In his Works and Days, the Boeotian poet Hesiod described Five Ages of Man:

  1. The Golden Age - This took place during the reign of Cronus. Peace and harmony prevailed during this age. Humans did not grow old, but died peacefully. Spring was eternal and people were fed on acorns from a great oak as well as wild fruits and honey that dripped from the trees. This race eventually died out.
  2. The Silver Age - These people lived for one hundred years as children without growing up, then they suddenly aged and died. Zeus destroyed these people because of their impiety.
  3. The Bronze Age - These humans were fierce and warlike and their tools and implements were made of bronze. They destroyed one another in wars.
  4. The Heroic Age - In this period lived noble demigods and heroes. This race of humans died and went to Elysium.
  5. The Iron Age - This is the current age where humans bicker and fight, and have to struggle to eke out their existence. Zeus will someday destroy this race of humans.

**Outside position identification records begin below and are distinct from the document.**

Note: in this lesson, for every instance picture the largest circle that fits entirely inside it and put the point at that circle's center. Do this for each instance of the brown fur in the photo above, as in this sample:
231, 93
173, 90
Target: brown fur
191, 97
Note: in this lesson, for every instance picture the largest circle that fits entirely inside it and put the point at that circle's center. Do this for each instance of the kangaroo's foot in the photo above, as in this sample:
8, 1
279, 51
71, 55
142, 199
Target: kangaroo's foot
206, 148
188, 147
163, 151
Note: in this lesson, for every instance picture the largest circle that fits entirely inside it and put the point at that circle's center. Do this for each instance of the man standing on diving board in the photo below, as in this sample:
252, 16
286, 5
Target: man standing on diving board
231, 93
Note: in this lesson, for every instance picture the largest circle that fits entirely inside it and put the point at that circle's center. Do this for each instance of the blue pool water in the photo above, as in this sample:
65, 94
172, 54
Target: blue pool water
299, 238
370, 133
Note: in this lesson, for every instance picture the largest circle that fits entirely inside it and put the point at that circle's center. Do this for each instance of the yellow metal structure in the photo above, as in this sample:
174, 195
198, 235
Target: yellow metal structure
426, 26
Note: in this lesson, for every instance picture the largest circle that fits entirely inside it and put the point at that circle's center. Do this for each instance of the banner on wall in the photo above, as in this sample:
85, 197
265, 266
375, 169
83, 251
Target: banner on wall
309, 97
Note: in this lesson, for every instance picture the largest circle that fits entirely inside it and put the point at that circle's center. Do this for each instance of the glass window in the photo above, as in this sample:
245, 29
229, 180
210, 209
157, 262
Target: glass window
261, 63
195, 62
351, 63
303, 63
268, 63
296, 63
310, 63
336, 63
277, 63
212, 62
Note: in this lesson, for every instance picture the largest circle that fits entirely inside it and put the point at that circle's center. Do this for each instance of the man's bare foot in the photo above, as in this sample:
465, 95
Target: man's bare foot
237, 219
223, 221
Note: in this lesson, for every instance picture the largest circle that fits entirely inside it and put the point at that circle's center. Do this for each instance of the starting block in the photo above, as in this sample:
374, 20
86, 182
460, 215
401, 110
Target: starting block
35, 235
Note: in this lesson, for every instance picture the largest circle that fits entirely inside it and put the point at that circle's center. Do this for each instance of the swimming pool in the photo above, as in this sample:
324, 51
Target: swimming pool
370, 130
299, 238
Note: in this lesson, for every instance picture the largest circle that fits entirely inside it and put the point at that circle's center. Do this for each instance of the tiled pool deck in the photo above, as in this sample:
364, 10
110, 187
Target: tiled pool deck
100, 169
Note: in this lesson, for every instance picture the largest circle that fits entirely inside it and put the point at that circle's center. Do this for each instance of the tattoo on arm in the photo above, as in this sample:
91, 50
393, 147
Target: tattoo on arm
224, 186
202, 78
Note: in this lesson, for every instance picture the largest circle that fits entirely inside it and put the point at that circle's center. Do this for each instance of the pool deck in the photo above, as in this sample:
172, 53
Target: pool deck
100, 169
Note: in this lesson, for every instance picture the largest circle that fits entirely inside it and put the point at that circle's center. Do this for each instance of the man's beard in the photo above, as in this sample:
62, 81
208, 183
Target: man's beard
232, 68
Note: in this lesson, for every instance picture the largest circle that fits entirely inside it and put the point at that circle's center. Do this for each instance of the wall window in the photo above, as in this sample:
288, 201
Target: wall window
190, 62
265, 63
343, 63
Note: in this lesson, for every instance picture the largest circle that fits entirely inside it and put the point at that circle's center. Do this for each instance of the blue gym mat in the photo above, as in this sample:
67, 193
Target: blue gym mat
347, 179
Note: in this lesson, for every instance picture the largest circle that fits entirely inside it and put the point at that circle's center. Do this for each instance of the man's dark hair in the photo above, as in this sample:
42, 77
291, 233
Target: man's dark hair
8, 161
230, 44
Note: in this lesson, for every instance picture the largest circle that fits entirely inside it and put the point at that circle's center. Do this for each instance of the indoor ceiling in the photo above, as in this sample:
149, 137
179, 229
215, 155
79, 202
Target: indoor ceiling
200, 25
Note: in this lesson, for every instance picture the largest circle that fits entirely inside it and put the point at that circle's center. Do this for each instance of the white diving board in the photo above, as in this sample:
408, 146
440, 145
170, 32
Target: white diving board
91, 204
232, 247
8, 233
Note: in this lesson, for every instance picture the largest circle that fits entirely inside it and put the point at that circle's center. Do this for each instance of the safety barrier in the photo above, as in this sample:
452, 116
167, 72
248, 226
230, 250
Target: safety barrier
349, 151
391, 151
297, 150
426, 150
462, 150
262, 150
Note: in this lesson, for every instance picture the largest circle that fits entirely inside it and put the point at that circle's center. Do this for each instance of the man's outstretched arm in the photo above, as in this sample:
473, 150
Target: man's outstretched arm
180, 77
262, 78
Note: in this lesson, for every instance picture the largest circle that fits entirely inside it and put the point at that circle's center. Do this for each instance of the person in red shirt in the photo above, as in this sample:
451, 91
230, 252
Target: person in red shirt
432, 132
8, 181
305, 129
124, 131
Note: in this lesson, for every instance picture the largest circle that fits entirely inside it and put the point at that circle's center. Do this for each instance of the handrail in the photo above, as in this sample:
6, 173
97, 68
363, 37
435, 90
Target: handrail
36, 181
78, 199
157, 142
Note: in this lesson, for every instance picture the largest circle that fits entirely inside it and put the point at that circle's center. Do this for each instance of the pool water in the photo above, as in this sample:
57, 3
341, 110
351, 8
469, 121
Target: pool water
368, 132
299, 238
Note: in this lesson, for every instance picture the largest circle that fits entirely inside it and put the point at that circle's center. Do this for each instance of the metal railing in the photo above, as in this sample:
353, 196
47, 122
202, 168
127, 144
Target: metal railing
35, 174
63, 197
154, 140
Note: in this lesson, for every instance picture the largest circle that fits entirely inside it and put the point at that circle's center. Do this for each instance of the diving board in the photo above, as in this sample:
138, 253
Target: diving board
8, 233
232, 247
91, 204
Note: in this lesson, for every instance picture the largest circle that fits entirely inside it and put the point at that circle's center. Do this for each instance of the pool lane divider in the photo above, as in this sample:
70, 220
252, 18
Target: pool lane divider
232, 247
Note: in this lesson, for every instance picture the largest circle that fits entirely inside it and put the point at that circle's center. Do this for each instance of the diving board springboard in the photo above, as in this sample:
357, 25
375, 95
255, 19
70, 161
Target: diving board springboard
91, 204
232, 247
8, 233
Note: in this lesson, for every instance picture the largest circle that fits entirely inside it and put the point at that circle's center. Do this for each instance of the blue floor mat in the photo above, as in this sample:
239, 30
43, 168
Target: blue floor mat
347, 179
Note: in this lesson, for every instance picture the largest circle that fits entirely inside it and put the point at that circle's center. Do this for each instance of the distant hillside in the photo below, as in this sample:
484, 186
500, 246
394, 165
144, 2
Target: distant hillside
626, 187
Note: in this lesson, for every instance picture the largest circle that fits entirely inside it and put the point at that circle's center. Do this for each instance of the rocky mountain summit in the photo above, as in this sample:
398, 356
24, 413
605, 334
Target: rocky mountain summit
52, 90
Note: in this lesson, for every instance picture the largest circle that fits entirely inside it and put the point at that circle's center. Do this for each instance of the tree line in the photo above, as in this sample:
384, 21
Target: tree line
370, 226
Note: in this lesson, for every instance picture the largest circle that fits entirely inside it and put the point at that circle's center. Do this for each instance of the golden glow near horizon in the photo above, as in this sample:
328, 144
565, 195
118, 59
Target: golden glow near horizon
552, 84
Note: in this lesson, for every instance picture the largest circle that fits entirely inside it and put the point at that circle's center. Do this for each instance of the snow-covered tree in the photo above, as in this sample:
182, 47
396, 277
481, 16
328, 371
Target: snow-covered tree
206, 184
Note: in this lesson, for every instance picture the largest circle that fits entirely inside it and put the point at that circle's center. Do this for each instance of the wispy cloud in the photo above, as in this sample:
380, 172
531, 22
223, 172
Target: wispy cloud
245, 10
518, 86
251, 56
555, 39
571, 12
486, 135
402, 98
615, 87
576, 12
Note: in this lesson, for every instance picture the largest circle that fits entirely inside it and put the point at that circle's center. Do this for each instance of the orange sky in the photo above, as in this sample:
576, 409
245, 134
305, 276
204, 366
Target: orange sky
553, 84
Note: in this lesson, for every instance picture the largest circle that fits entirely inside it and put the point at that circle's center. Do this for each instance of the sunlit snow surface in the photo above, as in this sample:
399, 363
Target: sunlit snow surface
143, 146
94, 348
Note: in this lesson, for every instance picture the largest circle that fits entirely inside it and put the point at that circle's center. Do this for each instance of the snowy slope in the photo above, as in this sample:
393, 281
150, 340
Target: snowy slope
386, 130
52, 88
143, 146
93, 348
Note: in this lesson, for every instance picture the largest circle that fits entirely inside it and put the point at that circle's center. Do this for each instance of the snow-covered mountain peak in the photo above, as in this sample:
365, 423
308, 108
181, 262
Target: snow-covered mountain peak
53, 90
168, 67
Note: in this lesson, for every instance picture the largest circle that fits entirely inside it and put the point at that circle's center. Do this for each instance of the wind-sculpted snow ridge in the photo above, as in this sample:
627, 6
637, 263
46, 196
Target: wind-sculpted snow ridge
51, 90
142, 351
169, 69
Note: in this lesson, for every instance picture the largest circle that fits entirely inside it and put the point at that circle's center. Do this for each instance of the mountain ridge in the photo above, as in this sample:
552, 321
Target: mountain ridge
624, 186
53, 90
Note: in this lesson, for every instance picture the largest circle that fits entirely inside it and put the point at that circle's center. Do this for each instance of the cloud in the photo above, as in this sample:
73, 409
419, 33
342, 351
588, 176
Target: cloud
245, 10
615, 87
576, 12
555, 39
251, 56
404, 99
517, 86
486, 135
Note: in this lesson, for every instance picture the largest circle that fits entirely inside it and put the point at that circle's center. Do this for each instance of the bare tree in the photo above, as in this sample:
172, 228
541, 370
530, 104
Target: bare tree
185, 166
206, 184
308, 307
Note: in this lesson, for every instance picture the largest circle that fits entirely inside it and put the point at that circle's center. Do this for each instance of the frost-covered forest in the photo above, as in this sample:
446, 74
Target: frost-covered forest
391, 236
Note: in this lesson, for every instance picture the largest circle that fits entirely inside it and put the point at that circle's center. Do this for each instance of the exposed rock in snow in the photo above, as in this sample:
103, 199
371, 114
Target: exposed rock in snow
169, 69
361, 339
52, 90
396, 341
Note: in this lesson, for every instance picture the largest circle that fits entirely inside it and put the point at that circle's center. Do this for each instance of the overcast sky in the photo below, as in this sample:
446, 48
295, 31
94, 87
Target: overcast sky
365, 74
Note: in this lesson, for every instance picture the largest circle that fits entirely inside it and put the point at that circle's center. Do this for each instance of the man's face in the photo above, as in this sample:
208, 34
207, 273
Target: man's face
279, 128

Sounds more like a conservative Christian perspective than the idea that we are moving out of the iron age and back into the bronze age. Hesiod was writing this around 700 BCE.

It will also be interesting to see how (and even if) this plays out throughout the Chronicles.

The Chronicles of Narnia - The Lion, the Witch and the Wardrobe

January5

The Chronicles of Narnia - The Lion, the Witch and the Wardrobe

by Andrew Adamson

My daughter and I went to see The Lion the Witch and the Wardrobe which we both absolutely loved. Her comment on the way out of the movie theater, which almost made me stop the car, was “I didn’t really like the movie because I couldn’t tell who Jesus was.”

I later learned that this was something my son had been repeating based upon the adult conversation at the Christmas Eve party we attended. Which is true – pretty much everyone present had seen the movie and none of them (not one single one) understood why it was a Christian movie. My daughter was completely joking but she said it in such a deadpan way I had no idea she was joking. (My son and I had read 3 books of the series when he was 8 or 9). The reality is, the kids get why this is a Christian movie. What’s wrong with most adults? Lack of imagination, I tell ya! Do the adults not know that this story was written by one of the most influential thinkers of our contemporary times? C.S. Lewis’ philosophies are right up their with Freud in terms of their influence upon Western civilization! And of course he was right-on with his assessment of the adult inability to recognize what possibilities exist within such mundane things as a wardrobe.

Anyway, I’m grateful for my daughter’s deadpan comment and the fact that she had enough understanding of the content of the movie to make such a deadpan response! (She hadn’t even read the book!)